Hele Bahçeşehir, Esenyurt tarafları, aman Allahım…
Hani bir şarkıcı vardı, eskiden yurt dışından misafiri gelince
utanırmış da şimdi bakınca gurur duyuyormuş…
Bırakın gurur duymayı o binalara bakınca benim nefesim
daralıyor!
Devasa, kutu kutu camları olan, çirkin beton yığınları… Ne kadar
çok daire o kadar kâr zihniyetiyle, üst üste daha çok insan
istiflemek için yapılmış hilkat garibeleri!
***
Aslında sorunlu olan sadece İstanbul da değil.
Bizim şehircilik anlayışımızda genel bir problem var.
Gezmeyi yeni yerler görmeyi çok seven biri olarak yurt içi olsun,
yurt dışı olsun gittiğim yerlerde ilk dikkatimi çeken binaların
tarzları, caddelerin genişlikleri ve düzenidir.

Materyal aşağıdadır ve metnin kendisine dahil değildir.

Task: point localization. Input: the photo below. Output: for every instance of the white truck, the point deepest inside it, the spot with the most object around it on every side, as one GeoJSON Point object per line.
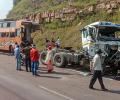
{"type": "Point", "coordinates": [98, 35]}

Ülkemiz doğası ve doğal güzellikleri bakımından gerçekten eşsiz bir
yer.
Tarih ve kültürel zenginlikler açısından ise âdeta dipsiz kuyu!
Neredeyse kazılan her yerden ayrı bir medeniyet çıkıyor.

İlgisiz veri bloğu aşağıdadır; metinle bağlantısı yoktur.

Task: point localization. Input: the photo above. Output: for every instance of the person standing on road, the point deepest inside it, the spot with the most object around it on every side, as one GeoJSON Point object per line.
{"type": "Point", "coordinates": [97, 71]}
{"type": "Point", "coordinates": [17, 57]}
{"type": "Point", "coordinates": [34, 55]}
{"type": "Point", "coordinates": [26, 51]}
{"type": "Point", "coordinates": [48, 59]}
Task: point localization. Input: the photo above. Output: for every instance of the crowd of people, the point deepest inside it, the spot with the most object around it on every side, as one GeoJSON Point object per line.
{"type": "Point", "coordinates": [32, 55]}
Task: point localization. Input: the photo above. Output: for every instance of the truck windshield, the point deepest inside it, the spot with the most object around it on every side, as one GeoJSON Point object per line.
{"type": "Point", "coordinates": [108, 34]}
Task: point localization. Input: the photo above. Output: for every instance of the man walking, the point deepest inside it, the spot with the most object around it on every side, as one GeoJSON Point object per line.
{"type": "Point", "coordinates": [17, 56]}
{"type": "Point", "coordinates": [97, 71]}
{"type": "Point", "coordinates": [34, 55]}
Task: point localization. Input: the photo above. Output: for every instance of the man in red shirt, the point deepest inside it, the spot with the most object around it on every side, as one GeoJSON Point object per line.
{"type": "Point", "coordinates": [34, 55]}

İnsanı güleç, yardımsever, misafirperver…
Fakat o zevksiz, çirkin ve sakil binaları, plansız cadde ve
sokakları yok mu, beni benden alıyor!
Her binanın şekli, rengi farklı! Zaten çoğu bakımsız, boyasız! Dış
cephe boyası sadece bina yapılırken kullanılmış, o da belli
cephelerde!
Seçilen renklere bakınca ‘‘Boyasız binalar da mı iyi acaba?’’
demekten insan kendini alamıyor!
Kiminin dış cephesi mozaik kaplı, kimi binalar üç renk, kimi
beş…
Binalar arası mimari uyum olmadığı gibi bir binadaki katlar
arasında bile uyum yok!
İsteyen kafasına göre balkonu kapatmış, bazıları öylece bırakmış…
Her balkonun kapatılış şekli, pencere sayısı ve plastik doğr...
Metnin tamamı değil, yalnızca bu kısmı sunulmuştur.